Case-Based Inverse Reinforcement Learning Using Temporal Coherence
This addresses the data efficiency problem in Imitation Learning for reinforcement learning domains, though it is incremental as it builds on existing ideas like temporal coherence.
The paper tackles the problem of expensive expert data in Imitation Learning by proposing an algorithm that imitates higher-level strategies rather than actions, using temporal coherence to predict state similarity. The results show it learns near-optimal policies with very little expert data where action-level methods fail.
Providing expert trajectories in the context of Imitation Learning is often expensive and time-consuming. The goal must therefore be to create algorithms which require as little expert data as possible. In this paper we present an algorithm that imitates the higher-level strategy of the expert rather than just imitating the expert on action level, which we hypothesize requires less expert data and makes training more stable. As a prior, we assume that the higher-level strategy is to reach an unknown target state area, which we hypothesize is a valid prior for many domains in Reinforcement Learning.
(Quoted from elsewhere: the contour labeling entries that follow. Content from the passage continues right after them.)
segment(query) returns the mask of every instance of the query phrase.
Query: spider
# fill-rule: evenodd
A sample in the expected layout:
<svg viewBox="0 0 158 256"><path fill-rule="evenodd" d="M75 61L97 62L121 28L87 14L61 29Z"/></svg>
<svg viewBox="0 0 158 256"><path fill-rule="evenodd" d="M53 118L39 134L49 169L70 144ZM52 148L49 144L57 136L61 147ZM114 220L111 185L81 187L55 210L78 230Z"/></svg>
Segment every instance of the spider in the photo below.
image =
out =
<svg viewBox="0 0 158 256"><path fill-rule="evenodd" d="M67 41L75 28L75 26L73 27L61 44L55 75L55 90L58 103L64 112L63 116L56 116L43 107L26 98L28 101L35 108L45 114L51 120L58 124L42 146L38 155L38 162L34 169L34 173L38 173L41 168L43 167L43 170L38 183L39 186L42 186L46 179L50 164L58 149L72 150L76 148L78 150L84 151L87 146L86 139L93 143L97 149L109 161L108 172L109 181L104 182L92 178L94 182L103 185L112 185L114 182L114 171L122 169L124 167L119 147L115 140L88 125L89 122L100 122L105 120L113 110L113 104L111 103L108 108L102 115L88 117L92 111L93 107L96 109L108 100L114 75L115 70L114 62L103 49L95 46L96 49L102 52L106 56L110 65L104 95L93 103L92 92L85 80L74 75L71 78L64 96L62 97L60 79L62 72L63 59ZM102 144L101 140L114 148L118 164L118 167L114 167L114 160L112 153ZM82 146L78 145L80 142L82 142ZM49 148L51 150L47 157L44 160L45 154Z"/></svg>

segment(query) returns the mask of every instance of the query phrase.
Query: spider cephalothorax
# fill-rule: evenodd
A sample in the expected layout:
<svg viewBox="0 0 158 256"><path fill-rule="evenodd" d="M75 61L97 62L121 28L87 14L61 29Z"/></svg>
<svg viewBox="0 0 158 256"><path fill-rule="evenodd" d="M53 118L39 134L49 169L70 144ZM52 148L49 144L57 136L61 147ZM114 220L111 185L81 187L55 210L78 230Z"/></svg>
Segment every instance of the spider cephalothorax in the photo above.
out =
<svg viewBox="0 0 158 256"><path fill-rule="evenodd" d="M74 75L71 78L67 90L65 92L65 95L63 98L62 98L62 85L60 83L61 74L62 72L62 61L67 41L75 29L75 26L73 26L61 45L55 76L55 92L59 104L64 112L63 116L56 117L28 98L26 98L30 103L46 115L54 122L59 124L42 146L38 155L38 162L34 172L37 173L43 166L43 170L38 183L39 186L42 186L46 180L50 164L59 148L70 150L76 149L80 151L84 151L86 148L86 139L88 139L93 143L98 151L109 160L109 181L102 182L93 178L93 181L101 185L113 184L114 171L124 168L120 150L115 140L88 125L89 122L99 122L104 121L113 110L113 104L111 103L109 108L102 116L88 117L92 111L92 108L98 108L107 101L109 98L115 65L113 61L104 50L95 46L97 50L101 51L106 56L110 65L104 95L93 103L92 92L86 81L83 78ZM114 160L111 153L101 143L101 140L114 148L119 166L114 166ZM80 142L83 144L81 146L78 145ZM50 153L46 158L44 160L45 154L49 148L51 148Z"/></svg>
The target state area is unknown, but since the expert has demonstrated how to reach it, the agent tries to reach states similar to the expert. Building on the idea of Temporal Coherence, our algorithm trains a neural network to predict whether two states are similar, in the sense that they may occur close in time. During inference, the agent compares its current state with expert states from a Case Base for similarity. The results show that our approach can still learn a near-optimal policy in settings with very little expert data, where algorithms that try to imitate the expert at the action level can no longer do so.